O salão de festas tem duas portas de vidro, de quatro folhas cada uma. O vento que vinha castigava a porta de trás, onde os convidados resolveram colocar os freezers de bebidas para tentar segurar a estrutura. 

No olho do furacão

Logo depois da 1h, o vento acalmou. Segundo a Defesa Civil, foi o momento em que o olho do furacão passou pela cidade. A calmaria, no entanto, durou pouco. Foi depois disso que começou a pior parte do furacão, quando ventos alcançaram 200 quilômetros por hora. 
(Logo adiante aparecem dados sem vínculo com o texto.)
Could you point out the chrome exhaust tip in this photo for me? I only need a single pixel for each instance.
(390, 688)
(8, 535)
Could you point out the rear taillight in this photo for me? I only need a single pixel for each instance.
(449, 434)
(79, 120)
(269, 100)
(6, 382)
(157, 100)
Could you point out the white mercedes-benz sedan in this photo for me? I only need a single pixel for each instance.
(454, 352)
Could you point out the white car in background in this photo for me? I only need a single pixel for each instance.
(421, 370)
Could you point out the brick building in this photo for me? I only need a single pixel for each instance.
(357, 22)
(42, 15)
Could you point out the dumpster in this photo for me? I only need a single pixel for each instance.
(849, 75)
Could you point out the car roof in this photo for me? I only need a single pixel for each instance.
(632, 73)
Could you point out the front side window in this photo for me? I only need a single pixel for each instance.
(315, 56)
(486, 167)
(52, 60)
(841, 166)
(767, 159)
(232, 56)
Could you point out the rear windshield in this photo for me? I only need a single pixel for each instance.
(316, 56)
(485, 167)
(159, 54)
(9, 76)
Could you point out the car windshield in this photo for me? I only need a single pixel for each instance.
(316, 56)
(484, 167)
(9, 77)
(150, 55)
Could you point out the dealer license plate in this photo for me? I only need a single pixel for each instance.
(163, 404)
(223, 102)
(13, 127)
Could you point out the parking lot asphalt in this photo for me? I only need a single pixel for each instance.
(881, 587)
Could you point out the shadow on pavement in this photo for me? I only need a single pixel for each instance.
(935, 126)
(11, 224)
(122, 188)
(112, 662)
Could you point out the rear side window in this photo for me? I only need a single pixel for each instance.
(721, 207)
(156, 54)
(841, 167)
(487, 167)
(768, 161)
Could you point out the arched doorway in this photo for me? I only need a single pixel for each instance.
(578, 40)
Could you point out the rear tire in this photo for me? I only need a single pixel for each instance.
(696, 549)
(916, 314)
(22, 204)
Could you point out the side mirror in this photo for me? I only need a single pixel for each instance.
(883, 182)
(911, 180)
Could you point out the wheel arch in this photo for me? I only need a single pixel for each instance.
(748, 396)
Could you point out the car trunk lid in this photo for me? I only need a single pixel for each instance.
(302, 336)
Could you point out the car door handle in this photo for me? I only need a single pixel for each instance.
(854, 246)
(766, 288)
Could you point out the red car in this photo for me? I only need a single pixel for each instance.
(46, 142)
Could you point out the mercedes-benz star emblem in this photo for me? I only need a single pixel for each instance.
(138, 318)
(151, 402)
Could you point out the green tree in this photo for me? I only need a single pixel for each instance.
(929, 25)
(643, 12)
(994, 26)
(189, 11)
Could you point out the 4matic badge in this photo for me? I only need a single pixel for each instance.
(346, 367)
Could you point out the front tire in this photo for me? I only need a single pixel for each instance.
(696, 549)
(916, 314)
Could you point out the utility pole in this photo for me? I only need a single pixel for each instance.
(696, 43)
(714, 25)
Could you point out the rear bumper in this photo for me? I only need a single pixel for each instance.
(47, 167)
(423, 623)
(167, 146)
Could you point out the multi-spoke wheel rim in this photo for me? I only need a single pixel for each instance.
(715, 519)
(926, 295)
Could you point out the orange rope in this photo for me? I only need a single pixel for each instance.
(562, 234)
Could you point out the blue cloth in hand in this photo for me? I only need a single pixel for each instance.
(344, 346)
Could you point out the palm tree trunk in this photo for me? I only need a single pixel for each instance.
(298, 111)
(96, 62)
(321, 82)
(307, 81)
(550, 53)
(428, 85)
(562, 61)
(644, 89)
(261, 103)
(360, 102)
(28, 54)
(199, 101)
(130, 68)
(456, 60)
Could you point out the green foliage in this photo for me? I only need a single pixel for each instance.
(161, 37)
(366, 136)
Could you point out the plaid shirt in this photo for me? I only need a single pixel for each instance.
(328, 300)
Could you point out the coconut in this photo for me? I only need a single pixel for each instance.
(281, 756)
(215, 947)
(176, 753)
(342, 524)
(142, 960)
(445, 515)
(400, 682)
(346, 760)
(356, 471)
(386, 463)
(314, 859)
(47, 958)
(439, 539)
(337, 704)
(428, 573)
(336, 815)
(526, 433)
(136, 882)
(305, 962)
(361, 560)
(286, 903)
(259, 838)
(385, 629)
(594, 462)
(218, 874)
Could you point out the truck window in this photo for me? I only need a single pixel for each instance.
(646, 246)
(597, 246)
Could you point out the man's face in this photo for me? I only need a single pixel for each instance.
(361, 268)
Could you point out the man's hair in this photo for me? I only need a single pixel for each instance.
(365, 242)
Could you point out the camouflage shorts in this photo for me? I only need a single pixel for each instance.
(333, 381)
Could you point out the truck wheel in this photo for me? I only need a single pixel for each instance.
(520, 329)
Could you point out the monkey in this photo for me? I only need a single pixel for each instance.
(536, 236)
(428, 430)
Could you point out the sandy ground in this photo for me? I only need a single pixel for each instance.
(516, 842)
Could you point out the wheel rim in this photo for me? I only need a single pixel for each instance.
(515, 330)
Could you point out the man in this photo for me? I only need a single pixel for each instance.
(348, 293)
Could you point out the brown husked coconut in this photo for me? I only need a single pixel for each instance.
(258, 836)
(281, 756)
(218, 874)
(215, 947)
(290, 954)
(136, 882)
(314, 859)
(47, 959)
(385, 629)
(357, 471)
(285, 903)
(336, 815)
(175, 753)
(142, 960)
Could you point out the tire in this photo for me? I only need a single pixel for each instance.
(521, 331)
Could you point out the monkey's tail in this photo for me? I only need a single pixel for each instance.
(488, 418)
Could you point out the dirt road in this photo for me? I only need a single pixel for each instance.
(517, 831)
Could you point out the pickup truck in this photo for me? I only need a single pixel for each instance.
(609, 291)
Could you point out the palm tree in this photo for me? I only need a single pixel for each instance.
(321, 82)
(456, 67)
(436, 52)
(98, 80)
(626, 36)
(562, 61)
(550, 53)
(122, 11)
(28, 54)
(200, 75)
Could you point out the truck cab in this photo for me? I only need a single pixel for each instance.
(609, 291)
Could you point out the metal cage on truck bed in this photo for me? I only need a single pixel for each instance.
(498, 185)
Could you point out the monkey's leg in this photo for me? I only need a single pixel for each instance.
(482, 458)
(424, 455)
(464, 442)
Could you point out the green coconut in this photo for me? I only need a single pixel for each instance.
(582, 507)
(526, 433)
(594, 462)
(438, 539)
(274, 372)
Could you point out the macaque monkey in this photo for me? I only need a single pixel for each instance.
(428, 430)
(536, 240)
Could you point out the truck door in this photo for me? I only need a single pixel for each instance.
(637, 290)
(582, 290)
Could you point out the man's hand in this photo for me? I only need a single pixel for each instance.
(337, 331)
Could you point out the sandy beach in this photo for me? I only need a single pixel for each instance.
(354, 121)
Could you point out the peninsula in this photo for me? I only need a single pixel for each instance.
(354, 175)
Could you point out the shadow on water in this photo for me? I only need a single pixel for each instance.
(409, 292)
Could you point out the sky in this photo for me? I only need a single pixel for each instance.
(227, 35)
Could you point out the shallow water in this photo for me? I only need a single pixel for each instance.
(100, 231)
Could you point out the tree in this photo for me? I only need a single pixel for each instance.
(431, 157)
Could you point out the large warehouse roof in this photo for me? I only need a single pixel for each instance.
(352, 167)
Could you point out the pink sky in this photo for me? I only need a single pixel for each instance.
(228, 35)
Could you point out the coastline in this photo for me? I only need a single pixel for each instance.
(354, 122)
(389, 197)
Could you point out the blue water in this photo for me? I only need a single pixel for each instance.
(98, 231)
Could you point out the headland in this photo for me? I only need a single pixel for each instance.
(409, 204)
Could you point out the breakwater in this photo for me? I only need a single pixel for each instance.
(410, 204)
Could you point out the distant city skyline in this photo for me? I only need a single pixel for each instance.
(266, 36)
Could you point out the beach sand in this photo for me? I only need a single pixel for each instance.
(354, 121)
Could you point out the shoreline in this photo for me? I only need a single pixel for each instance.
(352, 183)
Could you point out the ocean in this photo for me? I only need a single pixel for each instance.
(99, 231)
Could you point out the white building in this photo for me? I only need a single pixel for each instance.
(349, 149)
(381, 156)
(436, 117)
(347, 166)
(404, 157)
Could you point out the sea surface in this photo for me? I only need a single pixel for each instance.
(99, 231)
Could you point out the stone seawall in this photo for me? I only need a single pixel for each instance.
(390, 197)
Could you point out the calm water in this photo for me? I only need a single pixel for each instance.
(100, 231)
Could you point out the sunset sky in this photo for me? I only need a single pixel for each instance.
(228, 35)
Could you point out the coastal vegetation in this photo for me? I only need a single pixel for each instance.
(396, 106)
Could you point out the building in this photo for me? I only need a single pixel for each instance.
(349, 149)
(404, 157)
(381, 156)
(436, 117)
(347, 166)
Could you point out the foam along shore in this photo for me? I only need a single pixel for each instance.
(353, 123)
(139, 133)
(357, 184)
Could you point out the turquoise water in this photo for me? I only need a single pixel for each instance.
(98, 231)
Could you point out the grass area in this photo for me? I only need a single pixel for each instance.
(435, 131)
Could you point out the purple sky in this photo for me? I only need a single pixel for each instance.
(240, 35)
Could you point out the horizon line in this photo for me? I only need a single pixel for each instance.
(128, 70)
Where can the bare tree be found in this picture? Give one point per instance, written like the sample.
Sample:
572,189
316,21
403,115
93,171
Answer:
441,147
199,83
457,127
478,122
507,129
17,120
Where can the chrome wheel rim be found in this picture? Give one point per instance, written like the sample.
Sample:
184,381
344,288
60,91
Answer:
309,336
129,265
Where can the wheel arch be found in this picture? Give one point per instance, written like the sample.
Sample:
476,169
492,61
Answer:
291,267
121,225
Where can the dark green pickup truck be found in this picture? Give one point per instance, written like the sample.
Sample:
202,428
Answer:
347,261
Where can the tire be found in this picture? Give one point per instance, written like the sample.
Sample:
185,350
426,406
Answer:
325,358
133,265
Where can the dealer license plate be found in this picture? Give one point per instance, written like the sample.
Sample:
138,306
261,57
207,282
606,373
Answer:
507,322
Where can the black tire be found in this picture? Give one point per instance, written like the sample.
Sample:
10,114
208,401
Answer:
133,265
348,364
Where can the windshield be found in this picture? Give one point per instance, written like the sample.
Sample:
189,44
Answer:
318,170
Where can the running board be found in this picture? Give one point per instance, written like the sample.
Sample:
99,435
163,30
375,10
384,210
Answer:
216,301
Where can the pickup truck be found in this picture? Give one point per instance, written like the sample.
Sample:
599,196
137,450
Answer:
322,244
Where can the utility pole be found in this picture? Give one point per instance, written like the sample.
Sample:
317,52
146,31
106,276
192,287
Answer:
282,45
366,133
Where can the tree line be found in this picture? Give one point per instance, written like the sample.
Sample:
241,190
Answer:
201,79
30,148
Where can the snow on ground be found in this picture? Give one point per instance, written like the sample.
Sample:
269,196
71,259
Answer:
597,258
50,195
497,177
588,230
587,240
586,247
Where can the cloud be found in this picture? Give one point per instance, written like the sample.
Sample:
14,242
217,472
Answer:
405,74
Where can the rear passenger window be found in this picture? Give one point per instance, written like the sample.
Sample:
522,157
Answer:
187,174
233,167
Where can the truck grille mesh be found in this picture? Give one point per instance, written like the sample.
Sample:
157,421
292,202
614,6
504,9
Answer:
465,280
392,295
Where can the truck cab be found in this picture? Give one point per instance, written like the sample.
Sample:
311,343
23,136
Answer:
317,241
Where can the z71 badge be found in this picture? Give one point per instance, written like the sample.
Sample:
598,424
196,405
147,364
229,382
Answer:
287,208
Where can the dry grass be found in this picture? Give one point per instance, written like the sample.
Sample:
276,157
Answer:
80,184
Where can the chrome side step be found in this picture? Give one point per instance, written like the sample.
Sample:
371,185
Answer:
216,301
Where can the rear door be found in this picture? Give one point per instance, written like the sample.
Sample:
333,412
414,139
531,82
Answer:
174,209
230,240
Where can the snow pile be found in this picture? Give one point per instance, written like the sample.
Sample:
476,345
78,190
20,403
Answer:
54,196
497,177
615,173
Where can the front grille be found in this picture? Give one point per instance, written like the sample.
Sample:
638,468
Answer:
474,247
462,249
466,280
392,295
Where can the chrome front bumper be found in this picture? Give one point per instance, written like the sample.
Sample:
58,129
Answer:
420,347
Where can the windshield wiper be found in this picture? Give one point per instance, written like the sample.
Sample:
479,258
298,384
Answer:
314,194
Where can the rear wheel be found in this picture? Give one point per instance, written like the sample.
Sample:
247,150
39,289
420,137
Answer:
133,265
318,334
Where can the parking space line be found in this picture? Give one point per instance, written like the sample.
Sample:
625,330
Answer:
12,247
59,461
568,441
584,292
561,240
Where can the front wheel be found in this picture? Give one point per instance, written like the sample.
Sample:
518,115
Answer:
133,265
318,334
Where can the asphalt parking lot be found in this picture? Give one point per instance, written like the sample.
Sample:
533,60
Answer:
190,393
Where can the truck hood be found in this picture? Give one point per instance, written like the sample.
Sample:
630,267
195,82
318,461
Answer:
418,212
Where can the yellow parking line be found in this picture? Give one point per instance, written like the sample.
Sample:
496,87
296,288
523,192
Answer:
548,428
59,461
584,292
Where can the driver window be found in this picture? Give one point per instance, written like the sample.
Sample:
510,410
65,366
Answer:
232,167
A chuva entrava pelas frestas das portas e o zunido do vento deixava tudo ainda mais assustador. Nesta hora, todas as cerca de 30 pessoas que ainda estavam no salão, incluindo os noivos, foram para o banheiro feminino. Parte dele ficava no subsolo, com apenas uma janela para fora, e aquele se tornou o esconderijo do grupo. 

Daquela janela, era possível ver as árvores quase dobrarem com as rajadas. Charles só ficaria sabendo depois, mas havia um grupo de biólogos acampando no parque naquela noite. Eles foram orientados a se abrigarem no salão, mas os convidados do casamento e os profissionais não se cruzaram.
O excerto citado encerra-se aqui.